Finalmente se secó las lágrimas con un pañuelo. De pronto, dejó bajo el futon un sobre con dinero, se levantó, y se mostró dispuesta a marcharse.

«Adiós. No nos volveremos a ver. Cuídate mucho.»

«Y tú vigila el corazón», le respondió el hermano, mostrando en sus ojos la satisfacción por haber recibido el dinero.

«Me siento feliz por haberte visto de nuevo. Ahora estoy tranquila. No te preocupes, no diré nada en casa.»

«Te recomiendo no contar nada de nada.»

Hermano y hermana estrecharon fuertemente sus manos; las mejillas de Reiko recuperaron su frescura, y en ellas no quedaba ni rastro de llanto.

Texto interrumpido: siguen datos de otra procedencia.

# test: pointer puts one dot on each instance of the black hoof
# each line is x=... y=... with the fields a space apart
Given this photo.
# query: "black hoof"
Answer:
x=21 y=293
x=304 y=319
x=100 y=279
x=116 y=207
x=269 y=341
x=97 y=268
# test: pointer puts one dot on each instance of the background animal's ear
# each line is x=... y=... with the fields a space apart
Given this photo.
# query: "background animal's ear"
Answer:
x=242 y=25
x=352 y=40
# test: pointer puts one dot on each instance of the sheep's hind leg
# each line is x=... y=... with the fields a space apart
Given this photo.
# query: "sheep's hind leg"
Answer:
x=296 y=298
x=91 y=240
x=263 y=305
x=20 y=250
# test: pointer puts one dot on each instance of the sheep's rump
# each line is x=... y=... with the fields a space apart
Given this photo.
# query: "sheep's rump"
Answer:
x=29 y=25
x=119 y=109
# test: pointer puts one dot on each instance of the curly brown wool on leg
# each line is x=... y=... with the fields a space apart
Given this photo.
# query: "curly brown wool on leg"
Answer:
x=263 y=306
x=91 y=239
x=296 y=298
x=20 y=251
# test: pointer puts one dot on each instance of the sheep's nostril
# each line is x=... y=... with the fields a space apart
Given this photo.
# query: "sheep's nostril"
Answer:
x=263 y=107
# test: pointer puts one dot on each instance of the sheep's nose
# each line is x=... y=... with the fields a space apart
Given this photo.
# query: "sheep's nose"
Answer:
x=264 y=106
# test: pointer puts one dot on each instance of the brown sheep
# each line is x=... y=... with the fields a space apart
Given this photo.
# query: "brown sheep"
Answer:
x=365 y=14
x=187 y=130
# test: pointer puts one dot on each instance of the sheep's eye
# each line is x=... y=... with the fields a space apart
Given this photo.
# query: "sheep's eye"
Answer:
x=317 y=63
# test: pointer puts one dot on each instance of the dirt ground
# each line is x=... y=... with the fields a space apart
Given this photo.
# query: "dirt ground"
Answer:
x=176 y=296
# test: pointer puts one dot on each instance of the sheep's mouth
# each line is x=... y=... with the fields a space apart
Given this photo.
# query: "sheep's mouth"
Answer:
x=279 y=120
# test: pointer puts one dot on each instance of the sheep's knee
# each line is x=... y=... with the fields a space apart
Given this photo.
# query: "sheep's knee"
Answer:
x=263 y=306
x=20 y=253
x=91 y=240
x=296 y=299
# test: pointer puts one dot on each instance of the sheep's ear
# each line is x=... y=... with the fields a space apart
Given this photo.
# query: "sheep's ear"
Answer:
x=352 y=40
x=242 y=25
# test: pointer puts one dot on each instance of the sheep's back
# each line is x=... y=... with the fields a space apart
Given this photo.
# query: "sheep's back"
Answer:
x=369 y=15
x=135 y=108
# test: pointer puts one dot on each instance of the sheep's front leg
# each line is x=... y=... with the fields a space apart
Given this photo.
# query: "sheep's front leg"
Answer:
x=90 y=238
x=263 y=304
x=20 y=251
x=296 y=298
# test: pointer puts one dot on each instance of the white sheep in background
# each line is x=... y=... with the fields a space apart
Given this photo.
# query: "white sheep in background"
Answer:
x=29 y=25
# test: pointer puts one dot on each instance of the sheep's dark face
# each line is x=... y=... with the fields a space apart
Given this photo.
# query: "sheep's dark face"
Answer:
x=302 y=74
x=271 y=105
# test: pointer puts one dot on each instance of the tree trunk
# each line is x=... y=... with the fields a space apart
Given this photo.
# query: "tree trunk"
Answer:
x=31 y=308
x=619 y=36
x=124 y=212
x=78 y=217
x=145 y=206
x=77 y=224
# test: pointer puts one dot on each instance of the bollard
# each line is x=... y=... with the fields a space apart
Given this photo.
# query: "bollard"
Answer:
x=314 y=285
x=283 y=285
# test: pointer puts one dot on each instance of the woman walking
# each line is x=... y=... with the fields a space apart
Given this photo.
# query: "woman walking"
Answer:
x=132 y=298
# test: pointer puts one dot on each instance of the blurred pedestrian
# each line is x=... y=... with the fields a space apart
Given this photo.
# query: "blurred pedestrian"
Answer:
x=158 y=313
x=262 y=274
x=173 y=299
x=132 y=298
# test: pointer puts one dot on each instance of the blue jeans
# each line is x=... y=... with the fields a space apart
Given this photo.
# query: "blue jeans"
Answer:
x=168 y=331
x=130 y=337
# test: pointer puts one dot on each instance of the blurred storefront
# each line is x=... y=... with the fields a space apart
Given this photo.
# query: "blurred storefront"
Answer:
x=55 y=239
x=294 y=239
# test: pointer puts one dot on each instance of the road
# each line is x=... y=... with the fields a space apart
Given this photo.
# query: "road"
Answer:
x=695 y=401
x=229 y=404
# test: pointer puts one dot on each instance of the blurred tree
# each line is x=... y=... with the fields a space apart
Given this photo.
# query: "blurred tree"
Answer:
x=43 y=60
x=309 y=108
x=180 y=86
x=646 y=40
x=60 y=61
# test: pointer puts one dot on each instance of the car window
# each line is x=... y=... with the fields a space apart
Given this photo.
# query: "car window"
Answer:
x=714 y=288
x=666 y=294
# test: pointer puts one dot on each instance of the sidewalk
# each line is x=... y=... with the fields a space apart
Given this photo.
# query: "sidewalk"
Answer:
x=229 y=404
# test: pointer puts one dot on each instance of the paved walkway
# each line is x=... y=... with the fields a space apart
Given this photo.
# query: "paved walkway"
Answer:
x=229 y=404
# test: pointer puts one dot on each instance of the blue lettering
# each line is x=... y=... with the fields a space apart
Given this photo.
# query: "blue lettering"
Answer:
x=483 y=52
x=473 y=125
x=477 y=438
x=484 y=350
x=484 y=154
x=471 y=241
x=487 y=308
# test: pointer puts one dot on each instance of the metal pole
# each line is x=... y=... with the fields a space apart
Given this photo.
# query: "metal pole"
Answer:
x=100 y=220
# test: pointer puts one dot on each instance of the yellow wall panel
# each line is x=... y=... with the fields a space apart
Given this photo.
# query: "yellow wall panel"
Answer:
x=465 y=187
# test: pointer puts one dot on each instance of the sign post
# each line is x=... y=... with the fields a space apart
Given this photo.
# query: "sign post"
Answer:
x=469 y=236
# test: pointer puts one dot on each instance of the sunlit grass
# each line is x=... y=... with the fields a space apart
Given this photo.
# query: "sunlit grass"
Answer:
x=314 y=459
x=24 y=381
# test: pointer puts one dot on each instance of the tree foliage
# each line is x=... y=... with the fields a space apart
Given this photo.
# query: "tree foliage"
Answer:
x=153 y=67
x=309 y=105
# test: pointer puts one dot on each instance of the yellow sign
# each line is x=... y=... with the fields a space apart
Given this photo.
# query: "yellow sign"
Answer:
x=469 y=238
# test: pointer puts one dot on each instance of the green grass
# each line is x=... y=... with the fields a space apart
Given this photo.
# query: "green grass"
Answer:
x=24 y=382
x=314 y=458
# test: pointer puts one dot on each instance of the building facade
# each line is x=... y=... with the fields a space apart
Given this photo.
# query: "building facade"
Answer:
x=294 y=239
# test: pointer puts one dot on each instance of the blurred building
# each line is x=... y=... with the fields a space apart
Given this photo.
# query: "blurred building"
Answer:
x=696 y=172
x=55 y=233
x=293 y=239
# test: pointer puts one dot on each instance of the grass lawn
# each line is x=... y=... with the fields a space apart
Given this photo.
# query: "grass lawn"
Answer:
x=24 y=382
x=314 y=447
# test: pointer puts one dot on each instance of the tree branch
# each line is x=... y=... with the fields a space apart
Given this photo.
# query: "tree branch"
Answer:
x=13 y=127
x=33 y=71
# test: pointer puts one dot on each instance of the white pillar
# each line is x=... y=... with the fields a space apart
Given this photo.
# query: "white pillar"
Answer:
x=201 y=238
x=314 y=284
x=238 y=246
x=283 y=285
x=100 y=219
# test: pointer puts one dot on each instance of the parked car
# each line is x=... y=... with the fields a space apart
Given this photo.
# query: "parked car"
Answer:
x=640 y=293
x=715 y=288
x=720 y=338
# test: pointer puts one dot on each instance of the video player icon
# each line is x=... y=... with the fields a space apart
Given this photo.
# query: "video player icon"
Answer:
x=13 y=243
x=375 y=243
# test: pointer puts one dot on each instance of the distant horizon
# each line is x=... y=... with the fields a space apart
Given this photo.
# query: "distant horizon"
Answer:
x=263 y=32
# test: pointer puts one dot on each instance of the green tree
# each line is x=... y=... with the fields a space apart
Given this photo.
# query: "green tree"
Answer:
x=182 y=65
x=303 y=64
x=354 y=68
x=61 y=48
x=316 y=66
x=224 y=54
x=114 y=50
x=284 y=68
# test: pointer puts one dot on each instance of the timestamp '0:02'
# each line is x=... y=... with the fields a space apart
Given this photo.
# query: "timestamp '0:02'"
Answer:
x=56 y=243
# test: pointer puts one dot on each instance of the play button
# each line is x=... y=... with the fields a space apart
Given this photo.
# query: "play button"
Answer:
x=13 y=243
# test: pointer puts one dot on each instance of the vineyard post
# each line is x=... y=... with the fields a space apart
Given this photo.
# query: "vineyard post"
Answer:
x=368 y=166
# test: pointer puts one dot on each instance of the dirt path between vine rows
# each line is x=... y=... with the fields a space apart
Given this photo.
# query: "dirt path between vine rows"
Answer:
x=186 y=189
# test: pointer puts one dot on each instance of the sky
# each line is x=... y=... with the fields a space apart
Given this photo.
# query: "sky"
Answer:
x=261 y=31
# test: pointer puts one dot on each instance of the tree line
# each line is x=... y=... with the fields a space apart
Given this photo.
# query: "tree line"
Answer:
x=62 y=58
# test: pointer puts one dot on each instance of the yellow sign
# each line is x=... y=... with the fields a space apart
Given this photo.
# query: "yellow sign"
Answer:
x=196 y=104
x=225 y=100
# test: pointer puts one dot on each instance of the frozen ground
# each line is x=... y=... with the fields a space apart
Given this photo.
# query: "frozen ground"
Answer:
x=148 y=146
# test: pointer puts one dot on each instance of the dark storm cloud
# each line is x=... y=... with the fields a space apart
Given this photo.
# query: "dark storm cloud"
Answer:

Salimos de la pensión, y, sin apenas cruzar palabras, nos alejamos de San’ya. Después nos despedimos del hombre que nos había guiado. Yo me acerqué a Ryuichi y le susurré al oído:

«No regreséis a casa esta noche; quedaos a dormir en alguna parte. Tampoco os cambiéis; tal y como vais vestidos encerraos en cualquier hotelucho de tercera categoría. Veréis que de ahora en adelante todo irá bien. Después de todo lo acontecido esta noche, Reiko estará curada, sin temor a recaídas. Tan sólo debes acompañar todos sus pasos con dulzura.»

«¿De veras? Gracias, doctor», me respondió el muchacho con su acostumbrada sencillez.

Caminamos los cuatro juntos hasta la parada del tranvía, y allí nos separamos. Reiko me saludó con la mirada, que parecía decir: «Sé que lo ha comprendido todo.»

Pensé que ya todo había concluido. Naturalmente, debería prestar mucha atención al período de convalecencia. La terapia ya casi había terminado. Anduve al lado de Akemi, sintiendo una profunda satisfacción al observar la rara delicadeza de mi compañera, que me seguía en silencio, sin decir nada.

Fui yo quien habló antes:

«Debes de estar cansada. ¿Cogemos un taxi?»

«De acuerdo, doctor, como quieras», me respondió, con un tono astutamente profesional.